Publié le 21 janvier 2013

Comment rentrer travailler à la Réunion après une période de mobilité ? Quelles sont les difficultés rencontrées sur le marché de l’emploi ? Cadre chez Renault au Brésil, Julien a quitté une situation professionnelle confortable et pris le risque de tout reconstruire à la Réunion avec sa femme et sa fille… Il est aujourd’hui consultant chez Aster Conseil, société d’études dans le domaine de l’action publique (aménagement, transport, économie, tourisme, ...) et du management basée à Saint-Leu.

Julien Pagnac
"Mariage avec ma femme Brésilienne"

Pouvez-vous nous rappeler votre parcours svp ?

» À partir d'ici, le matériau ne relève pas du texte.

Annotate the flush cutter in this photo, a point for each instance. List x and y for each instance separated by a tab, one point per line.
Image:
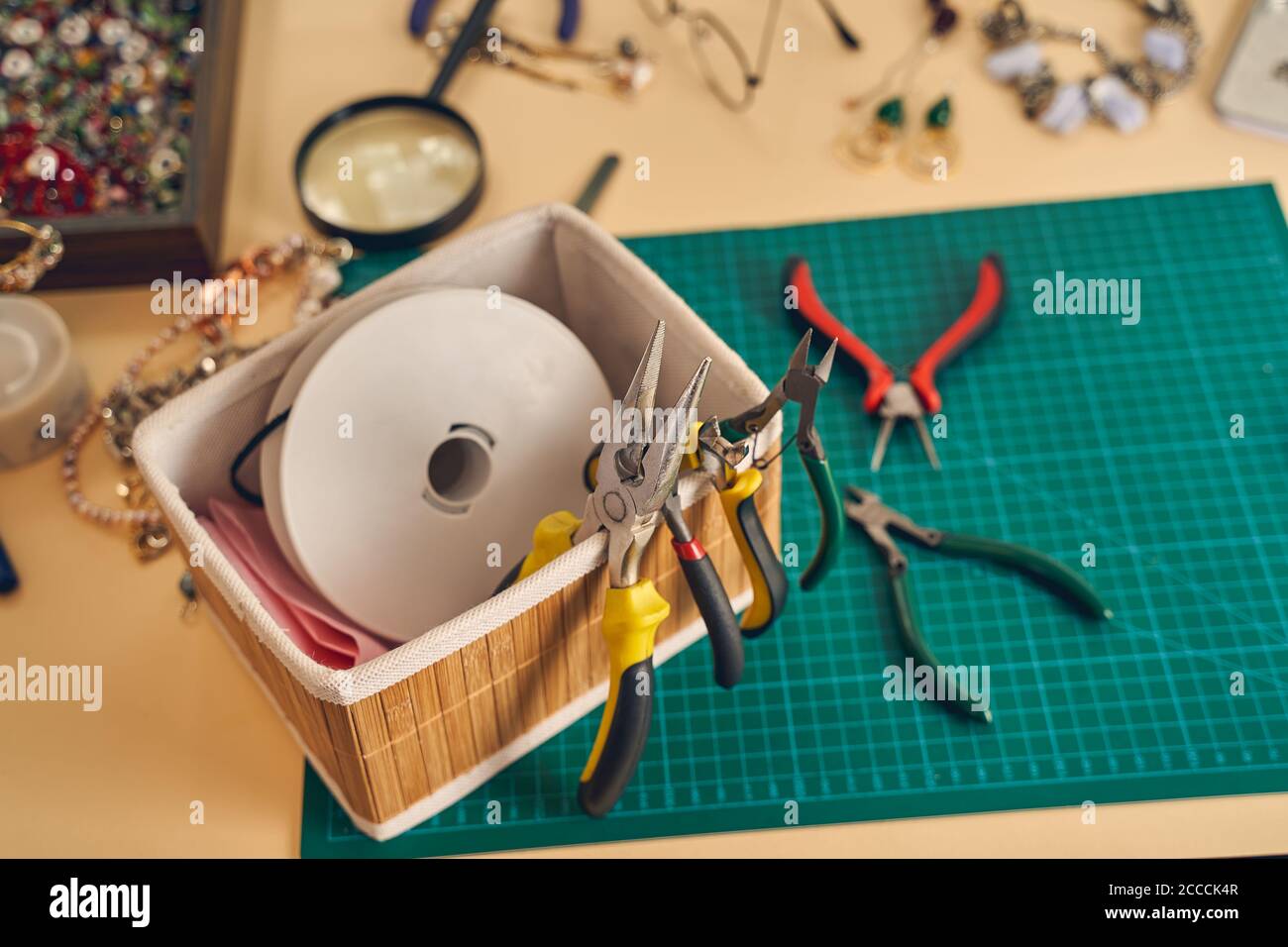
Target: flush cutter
635	476
866	509
888	395
802	384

Originaire de l’île de la Réunion, ma réussite dans les études supérieures fut loin d’être une évidence. En effet, loin de l’excellence des lycées parisiens et des opportunités offertes en métropole, les choix étaient très restreints : l’incontournable STAPS, les trop populaires Facultés d’anglais, d’AES et de droit.
Dernière solution pour les plus téméraires, la classe préparatoire. Ce fut mon choix, une classe préparatoire HEC, mais à l’île de la Réunion, pour ne pas couper trop vite le cordon avec la famille.
A la suite des concours, malgré le handicap de notre insularité, j’intègre une grande école de commerce, L’ESC Rouen. Par la même j’arrive à obtenir à l’arrachée une bourse de la part du Conseil Régional de l’île de la Réunion qui financera l’intégralité de mes études au sein de cette école de commerce.

Comment se sont passées vos études ?

Mes années d’études à l’ESC Rouen seront riches d’enseignements personnels et professionnels. Un échange au Brésil dans une université très réputée d’Amérique Latine, un poste usant de trésorier du Bureau des élèves, des stages au sein d’entreprises de premiers plan, me mènent à effectuer un Volontariat international à l’étranger pendant près de deux ans en Hongrie. En charge de la mise en place d’un projet, je coordonnais alors des équipes de cultures très différentes.
Suite à cette expérience, je décide de faire une autre formation, un Master of Public Affairs, pendant du MBA pour les affaires publiques. Dès lors, je me mesure au système de sélection anglo-saxon : course au GMAT, maîtrise du TOEFL, lettres de motivation, lettres de recommandation, bulletins de note, tout y passe...

Et ensuite ?

Je suis reçu avec succès au double diplôme entre la London School of Economics et Sciences-Po Paris. Se pose alors un problème de taille : les frais de scolarités qui sont tout simplement indécents car étalonnés sur les standards des universités américaines. 40 000 euros de doutes se présentent à moi avec leur air guingois. De coups de téléphones en e mails incessants, je parviens à obtenir une aide de la part du Conseil Régional de l’ile de la Réunion et de la LSE qui réduisent de moitié se montant absurde. J’ai enfin pu souffler et réaliser mon rêve sans me livrer à une faillite certaine. Au sein de cette formation, je côtoie une élite globale issue de l’IVY League américaine et des meilleures universités mondiales et profite à plein des opportunités qui me sont offertes. Après des expériences à Londres, au Sénégal, à Paris, en Hongrie, j’ai vécu trois ans au Brésil où j’ai travaillé pour le groupe Renault. J’étais manager des Relations avec le gouvernement et je travaillais sur la mise en place du Véhicule Électrique, un tache difficile au pays du roi Éthanol !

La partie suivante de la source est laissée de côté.